Highlights From State and Local Programs

Maine’s Contact Investigation Course for Public Health Nurses: A Model for Regional Collaboration

The Northeastern Center of Excellence (COE) is one of four regional centers providing training, technical assistance, and medical consultation to health care professionals throughout the northeastern United States. Health educators working with the Northeastern COE are assigned to provide training or technical assistance to TB programs in their project areas. This process began with a lengthy needs assessment to develop stronger relationships with TB program staff and TB public health and clinical service providers throughout the region.

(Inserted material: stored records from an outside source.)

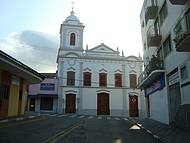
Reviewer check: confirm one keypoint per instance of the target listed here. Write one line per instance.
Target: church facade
(96, 81)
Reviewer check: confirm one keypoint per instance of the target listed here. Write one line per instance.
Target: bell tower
(71, 33)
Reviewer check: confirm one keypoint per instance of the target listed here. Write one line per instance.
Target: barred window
(163, 13)
(4, 91)
(167, 47)
(72, 39)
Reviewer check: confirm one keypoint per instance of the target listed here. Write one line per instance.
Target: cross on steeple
(72, 5)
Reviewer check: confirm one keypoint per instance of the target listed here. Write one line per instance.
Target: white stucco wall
(159, 106)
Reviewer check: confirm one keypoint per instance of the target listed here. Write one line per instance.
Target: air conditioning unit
(179, 37)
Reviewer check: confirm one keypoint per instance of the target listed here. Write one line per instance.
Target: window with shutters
(72, 39)
(118, 80)
(70, 78)
(102, 79)
(133, 80)
(86, 79)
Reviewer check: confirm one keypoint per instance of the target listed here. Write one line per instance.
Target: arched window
(87, 79)
(102, 79)
(70, 78)
(133, 80)
(72, 39)
(118, 80)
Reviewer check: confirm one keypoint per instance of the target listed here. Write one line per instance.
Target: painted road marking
(90, 117)
(19, 119)
(99, 118)
(62, 115)
(73, 116)
(81, 116)
(30, 117)
(21, 123)
(52, 115)
(63, 133)
(4, 121)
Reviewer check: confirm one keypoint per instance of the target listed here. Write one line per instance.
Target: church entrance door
(103, 104)
(70, 103)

One unique example of this collaboration is a contact investigation course planned for public health nurses in the state of Maine. Individuals from the Northeastern COE, the TB Prevention and Control programs in Massachusetts and Maine, and the Maine Public Health Nursing Program began with a series of conference calls to better understand the educational needs of Maine’s public health nurses. This process included an informal survey of the target audience by Maine’s public health nursing consultant, as well as input from Maine’s TB program director. Key topics identified for the course included contact investigation, working with individuals using drugs or alcohol, harm reduction, and working with immigrant and refugee populations. Particular emphasis was placed on developing a course that was customized to the needs of Maine’s public health nurses and that included presenters from the state of Maine.

The course agenda prioritized the psychosocial impact of TB on marginalized populations (such as new arrivals to the United States and persons who are drug or alcohol users or are homeless) as integral to public health education. The training program spurred several lively discussions, debates, and sharing of experiences between conference participants on these topics. The opportunity for public health nurses to learn about and discuss these issues can ultimately lead to better community partnerships and more successful contact investigations.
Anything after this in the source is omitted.